The Threat to Programs for Poor Families.

George W. Bush discusses welfare reform in 2002.

Liberals have always had a hard time dealing with fatherhood and family programs designed for low-income families. On the one hand, some of the arguments behind the creation of programs for low-income families that demonstrate healthy relationships and encourage fathers to be emotionally involved in their children’s lives is a good thing on its face: promoting the idea that fathers are important beyond the child support they can provide is as good for a women’s rights and progressive agenda as anything else. But on the other hand, these programs have always provided a Trojan horse for conservatives who want to promote marriage and traditional gender roles, as President Bush did during his administration. Bush used a decade-old push to better enforce child support —- and provide fathers the social services they needed to be able to pay it in order — t0 moralize on marriage and funnel funding to church-based programs he approved of.

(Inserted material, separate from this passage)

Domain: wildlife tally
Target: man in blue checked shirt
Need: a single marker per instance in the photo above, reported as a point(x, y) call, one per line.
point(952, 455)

But in President Obama, progressive groups found a president who could include such programs under a broad anti-poverty umbrella in a way that makes sense, as I wrote about last week over at the Prospect. Obama’s rhetoric shows he supports fatherhood programs without moralizing on marriage, and his policy goals include the kind of practical support that progressives can get behind:

However, for many women’s rights groups, there is a fine line between programs that provide social services to fathers and those that promote conservative, marriage-based solutions. Bush-administration-era fatherhood and marriage programs denigrate single motherhood, because they seem to say women are inadequate parents. Moreover, there are finite resources for low-income families, and fatherhood-focused programs risk robbing low-income women and children of welfare services, which are already inadequately funded.

Until recently, progressive groups that promote fatherhood initiatives have co-existed in an uneasy peace with women’s rights groups. But the two have found common ground. “If we’re looking at low-income families, those families do include men,” Jacquelyn Boggess, co-director of the Center for Family Policy and Practice, said at an October event sponsored by the Center for American Progress aimed at bridging the gap between anti-poverty advocates and women’s rights groups. “They may not show up on documents or papers or forms, or in houses … but they do exist; they’re part of families. And there are ways that we need to support them being part of families, and encourage it.”

The problem with this bill, as with many of the past two years and many more going forward, is how much damage conservatives can do to and with it. That’s why some groups are hesitant to reopen big progressive policy agenda items, like the Childhood Nutrition Act, TANF, and many more than promote government spending; anti-government rhetoric from the right risks ruining those programs, and so the best option just might be to let them coast ahead as is, even if their current state is not ideal.